Re: [WNET] new proposal WN URIs and related issues

At 07:05 PM 4/18/2006 +0300, Mark van Assem wrote:
...
>The reasons for the changes to the current proposal are:
>
>1) the trailing slash causes problems in using properties, e.g. <wn:synsetId/>value</wn:synsetId/> results in a parsing error.

The only properties being defined are in the schema, which I think
deserves its own namespace separate from the WordNet instance data.

I do think most of the trailing '/'s were a confusing choice and I was
about to write mail to the list proposing which ones should be dropped,
so thank you for getting there before me :)

>2) because of the use of slashes in the 'local part' of the URIs (e.g. bank/noun/1), it becomes impossible to use the ns:localId notation (QNames). Slashes are not allowed within localId.
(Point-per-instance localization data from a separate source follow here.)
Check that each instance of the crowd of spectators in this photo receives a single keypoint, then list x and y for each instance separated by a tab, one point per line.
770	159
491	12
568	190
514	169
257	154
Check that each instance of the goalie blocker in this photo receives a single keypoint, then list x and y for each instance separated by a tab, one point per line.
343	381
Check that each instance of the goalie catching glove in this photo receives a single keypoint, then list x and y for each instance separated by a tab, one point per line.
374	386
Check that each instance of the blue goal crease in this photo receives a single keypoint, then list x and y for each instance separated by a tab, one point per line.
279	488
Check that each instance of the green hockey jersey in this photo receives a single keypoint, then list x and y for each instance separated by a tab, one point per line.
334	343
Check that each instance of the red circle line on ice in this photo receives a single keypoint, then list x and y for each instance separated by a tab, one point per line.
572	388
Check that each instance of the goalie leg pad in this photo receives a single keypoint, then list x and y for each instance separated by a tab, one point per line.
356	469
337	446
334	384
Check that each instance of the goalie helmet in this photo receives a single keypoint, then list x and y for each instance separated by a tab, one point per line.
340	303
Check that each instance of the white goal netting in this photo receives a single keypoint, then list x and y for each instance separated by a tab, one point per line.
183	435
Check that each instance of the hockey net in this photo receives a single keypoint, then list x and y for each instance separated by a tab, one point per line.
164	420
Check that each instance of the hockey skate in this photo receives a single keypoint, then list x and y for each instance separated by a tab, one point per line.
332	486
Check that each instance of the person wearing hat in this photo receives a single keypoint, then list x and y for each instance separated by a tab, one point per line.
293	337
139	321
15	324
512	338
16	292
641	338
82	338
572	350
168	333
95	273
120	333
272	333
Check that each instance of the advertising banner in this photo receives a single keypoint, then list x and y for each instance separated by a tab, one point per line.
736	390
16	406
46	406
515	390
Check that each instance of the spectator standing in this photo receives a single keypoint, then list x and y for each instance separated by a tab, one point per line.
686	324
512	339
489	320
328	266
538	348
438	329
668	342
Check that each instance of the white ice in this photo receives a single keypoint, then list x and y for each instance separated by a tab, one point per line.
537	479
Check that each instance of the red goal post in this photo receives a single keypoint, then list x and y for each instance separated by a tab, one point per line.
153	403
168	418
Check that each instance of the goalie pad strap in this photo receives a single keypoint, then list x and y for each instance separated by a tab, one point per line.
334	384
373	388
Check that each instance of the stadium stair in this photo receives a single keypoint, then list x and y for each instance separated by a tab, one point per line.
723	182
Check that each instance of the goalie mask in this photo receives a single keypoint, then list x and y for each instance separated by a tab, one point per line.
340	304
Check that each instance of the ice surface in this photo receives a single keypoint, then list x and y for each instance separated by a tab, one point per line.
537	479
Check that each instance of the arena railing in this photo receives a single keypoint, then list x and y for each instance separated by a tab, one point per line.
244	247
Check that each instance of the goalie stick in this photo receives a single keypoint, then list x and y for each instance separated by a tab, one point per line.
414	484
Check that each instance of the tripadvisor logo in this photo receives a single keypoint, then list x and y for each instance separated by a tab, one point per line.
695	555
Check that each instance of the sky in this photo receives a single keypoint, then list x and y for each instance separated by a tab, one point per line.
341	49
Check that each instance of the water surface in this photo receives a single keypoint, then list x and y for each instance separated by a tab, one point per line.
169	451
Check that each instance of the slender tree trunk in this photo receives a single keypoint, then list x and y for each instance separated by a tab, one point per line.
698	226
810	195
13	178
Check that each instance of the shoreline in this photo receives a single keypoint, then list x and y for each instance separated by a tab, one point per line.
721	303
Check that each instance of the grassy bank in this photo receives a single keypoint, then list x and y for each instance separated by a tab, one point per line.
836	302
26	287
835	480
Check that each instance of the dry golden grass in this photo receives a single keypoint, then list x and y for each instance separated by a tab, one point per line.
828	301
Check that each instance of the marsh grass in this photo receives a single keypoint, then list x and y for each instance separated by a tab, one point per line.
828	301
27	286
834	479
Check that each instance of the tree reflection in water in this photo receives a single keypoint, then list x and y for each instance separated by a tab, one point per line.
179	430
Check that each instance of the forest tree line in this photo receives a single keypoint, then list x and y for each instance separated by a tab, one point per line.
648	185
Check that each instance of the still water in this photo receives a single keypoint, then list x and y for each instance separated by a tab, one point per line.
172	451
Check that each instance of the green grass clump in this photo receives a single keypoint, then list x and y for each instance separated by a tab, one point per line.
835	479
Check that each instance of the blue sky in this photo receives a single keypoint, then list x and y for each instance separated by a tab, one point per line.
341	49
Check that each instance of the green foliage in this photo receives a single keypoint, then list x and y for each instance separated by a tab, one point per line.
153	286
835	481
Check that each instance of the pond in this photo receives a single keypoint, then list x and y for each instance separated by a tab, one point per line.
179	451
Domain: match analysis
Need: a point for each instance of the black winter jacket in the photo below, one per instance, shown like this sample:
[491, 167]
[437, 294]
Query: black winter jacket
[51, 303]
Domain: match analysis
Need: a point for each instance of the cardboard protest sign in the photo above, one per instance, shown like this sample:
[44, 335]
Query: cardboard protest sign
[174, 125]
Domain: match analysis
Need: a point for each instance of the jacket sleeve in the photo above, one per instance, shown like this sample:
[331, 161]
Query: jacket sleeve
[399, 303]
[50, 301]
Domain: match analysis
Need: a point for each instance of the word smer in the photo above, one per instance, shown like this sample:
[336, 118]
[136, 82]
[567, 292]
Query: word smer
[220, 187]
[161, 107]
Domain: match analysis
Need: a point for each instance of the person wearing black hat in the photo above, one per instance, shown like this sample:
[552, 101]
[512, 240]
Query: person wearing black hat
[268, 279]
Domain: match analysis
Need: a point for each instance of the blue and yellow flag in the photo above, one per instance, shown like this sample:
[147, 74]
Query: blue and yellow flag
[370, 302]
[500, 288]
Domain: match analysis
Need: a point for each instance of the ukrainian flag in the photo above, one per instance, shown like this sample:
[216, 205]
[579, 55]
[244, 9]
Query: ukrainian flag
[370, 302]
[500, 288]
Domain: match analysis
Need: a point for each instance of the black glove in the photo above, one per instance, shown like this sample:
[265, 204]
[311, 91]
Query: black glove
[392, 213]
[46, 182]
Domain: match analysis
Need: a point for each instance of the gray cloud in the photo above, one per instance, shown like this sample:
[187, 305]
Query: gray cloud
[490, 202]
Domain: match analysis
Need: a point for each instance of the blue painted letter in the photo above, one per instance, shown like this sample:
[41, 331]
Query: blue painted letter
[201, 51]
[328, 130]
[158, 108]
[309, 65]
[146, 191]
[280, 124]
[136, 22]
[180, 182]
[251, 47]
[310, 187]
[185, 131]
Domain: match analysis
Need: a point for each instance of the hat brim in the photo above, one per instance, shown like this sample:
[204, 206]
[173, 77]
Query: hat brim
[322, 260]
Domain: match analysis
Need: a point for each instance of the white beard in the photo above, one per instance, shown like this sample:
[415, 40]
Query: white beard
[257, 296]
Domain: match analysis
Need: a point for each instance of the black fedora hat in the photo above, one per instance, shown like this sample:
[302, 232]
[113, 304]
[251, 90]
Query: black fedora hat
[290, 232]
Instead then only entities could be used to define instances, e.g.
...
>This is not really inhibiting (only abit awkard maybe) but it does inhibit in the next point.
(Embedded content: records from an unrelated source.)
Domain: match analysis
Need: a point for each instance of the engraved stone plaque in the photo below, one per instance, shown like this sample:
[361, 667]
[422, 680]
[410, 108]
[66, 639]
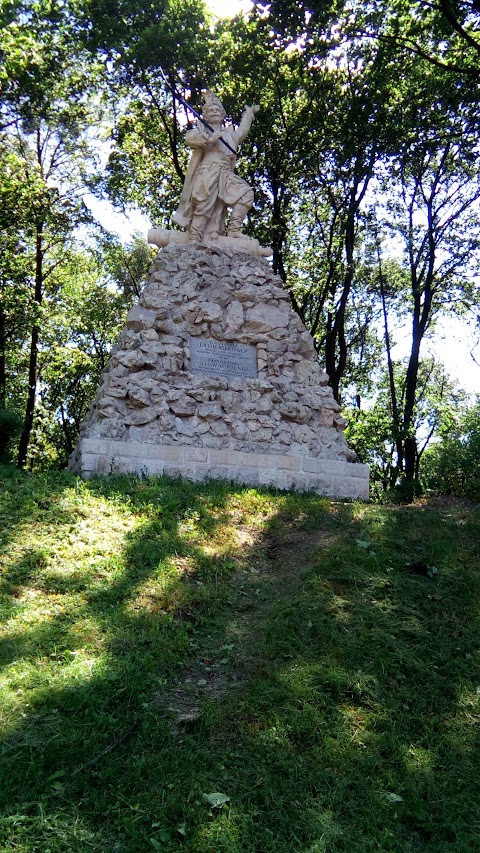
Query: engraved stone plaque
[217, 358]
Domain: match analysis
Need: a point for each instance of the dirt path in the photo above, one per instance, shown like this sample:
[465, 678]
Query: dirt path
[274, 570]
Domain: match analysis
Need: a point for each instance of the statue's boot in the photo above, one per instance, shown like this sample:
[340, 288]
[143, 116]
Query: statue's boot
[238, 215]
[197, 228]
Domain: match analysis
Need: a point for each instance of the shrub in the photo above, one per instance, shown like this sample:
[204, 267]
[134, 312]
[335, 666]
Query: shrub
[452, 467]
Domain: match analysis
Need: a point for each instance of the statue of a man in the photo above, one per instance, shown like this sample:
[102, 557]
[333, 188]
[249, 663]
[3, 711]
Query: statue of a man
[211, 185]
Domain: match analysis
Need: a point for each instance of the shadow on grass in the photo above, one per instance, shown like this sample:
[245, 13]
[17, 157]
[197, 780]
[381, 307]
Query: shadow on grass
[356, 732]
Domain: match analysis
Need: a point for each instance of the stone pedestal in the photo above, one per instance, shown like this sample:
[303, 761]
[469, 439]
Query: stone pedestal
[215, 376]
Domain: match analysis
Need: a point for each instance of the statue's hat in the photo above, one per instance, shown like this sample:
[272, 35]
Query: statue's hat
[210, 98]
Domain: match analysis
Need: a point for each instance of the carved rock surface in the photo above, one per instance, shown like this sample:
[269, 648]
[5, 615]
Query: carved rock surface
[148, 395]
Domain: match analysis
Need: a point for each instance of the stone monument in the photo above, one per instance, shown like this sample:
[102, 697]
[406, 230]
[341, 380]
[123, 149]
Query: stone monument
[215, 376]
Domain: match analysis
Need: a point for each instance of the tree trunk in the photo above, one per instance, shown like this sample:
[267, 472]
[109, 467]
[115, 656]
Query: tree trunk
[3, 364]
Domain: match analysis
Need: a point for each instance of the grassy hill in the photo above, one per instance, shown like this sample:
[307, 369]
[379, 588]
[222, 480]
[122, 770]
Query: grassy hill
[216, 668]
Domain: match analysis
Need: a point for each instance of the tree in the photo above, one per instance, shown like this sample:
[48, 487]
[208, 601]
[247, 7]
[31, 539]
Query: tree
[44, 112]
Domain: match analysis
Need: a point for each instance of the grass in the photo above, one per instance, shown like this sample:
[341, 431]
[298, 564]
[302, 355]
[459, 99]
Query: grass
[317, 663]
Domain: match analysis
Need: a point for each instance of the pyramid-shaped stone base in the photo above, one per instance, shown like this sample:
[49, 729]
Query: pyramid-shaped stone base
[215, 376]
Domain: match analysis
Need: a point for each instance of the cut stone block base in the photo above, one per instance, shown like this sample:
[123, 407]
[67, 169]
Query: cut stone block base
[329, 477]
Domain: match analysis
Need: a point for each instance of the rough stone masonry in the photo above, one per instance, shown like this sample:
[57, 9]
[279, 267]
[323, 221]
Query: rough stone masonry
[215, 376]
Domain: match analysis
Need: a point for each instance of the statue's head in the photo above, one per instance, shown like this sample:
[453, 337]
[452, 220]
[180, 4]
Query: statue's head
[213, 108]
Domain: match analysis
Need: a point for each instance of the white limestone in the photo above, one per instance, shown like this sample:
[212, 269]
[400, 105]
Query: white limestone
[153, 414]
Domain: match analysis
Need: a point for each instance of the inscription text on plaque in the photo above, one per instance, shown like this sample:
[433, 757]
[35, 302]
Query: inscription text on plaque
[218, 358]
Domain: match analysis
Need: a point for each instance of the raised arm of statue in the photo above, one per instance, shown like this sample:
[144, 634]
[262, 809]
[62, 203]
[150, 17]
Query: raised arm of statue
[211, 186]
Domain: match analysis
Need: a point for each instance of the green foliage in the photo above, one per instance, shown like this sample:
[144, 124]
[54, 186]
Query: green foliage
[452, 466]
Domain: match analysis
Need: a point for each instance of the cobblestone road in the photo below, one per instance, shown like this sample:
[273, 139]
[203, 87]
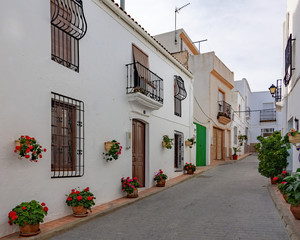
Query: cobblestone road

It turns out that custom entities can't be done within an HTML document
so I would consider it a show-stopper to choose between otherwise
technically similar options the ones that don't fit as QNames [or CURIEs :) ].

I'd like authors of HTML documents to be able to include RDF that uses
our WordNet resources without unnecessary additional aggravation.
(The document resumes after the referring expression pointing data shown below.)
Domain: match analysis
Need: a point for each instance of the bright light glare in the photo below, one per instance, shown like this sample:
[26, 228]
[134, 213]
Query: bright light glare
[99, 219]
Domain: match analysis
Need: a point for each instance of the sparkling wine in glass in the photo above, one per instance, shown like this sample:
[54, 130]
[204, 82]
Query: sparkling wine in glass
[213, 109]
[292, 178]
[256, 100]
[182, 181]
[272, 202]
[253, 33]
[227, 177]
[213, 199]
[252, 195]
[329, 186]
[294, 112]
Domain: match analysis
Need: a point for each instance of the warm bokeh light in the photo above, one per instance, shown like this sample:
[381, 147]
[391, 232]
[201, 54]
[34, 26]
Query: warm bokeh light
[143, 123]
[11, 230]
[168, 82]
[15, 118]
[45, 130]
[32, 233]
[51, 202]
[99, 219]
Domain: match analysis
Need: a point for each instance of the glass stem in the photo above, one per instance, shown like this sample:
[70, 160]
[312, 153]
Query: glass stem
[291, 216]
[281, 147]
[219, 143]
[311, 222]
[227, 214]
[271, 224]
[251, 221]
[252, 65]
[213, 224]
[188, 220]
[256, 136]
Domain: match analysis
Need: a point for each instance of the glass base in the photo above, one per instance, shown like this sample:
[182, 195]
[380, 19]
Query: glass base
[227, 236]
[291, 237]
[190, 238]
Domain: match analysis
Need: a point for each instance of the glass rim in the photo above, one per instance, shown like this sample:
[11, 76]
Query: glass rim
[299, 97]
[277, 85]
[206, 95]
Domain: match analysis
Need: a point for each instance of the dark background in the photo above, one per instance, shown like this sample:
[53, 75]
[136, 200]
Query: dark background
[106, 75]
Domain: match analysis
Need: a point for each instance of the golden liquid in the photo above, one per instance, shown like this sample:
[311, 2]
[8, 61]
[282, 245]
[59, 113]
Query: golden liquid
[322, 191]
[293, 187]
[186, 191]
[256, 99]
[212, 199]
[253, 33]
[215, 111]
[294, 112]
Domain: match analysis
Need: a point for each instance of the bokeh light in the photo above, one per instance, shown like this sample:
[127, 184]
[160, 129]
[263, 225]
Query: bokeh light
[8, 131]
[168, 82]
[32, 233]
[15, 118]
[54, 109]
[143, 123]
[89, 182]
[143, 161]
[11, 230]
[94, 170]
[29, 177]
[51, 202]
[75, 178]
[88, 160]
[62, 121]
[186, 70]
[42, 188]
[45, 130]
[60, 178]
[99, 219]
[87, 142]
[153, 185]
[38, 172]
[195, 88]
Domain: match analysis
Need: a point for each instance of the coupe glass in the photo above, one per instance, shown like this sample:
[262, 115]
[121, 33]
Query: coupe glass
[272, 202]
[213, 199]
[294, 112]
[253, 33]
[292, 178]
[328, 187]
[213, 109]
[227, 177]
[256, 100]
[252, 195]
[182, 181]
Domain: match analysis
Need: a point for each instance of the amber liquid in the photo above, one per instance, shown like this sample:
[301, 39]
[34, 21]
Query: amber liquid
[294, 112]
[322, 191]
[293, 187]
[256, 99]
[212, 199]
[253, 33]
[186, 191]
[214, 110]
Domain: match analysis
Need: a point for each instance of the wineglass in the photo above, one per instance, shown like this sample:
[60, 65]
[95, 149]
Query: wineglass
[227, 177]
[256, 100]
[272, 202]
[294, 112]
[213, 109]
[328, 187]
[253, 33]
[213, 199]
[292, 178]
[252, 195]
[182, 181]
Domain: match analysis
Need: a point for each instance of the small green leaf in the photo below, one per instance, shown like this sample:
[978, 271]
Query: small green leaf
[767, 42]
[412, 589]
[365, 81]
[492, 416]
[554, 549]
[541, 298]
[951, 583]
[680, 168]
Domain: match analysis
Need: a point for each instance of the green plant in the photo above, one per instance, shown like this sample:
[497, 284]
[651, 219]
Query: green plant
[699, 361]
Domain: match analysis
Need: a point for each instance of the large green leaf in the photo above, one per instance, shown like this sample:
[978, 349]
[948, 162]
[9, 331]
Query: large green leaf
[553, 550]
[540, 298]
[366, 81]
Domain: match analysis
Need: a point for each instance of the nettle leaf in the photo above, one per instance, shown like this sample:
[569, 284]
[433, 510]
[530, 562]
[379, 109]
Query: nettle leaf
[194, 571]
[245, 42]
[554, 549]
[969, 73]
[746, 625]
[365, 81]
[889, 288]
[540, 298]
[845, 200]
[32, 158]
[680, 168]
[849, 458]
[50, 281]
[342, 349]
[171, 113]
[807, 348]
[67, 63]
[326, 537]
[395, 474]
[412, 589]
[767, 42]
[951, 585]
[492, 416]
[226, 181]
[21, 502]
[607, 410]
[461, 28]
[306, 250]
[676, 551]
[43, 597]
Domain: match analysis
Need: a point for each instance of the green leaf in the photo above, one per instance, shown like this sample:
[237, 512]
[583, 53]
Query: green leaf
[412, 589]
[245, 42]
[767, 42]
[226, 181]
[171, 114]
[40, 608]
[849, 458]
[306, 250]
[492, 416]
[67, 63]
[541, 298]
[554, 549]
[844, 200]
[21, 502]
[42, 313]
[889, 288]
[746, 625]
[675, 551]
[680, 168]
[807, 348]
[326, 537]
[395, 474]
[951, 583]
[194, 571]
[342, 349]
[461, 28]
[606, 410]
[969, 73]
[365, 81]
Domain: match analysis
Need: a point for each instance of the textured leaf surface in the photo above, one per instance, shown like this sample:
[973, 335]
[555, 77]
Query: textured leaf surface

>3) it is impossible to recast WN Synsets as properties, e.g. to use WN VerbSynsets as properties:
>
>        <rdf:Description rdf:about="&wn20synset;vase/noun/1">
>                <&wn20synset;above/verb/1 rdf:resource="&wn20synset;table/noun/1" />
>        </rdf:Description>

This kind of usage is somewhat beyond what you have proposed
in the current editors' draft.  It implies that there is some sort of
linguistic behavior of the WordNet data such that, e.g., one might
be able to say that VerbSynset is a subClass of rdf:Property.

Do you believe that WordNet has this characteristic?  Do you believe
that Princeton would agree that this characteristic holds?

I suspect this linguistic characteristic would only apply to
VerbSynset, not to any of the other classes.

Either way, I agree that making this possibility hard to implement
by choosing names with syntactic restrictions should be avoided
if it is not otherwise inconvenient.

>is impossible. For attributes, if I understand correctly, only the ns:localId notation is allowed in RDF/XML  (so writing out the complete URI would not solve this).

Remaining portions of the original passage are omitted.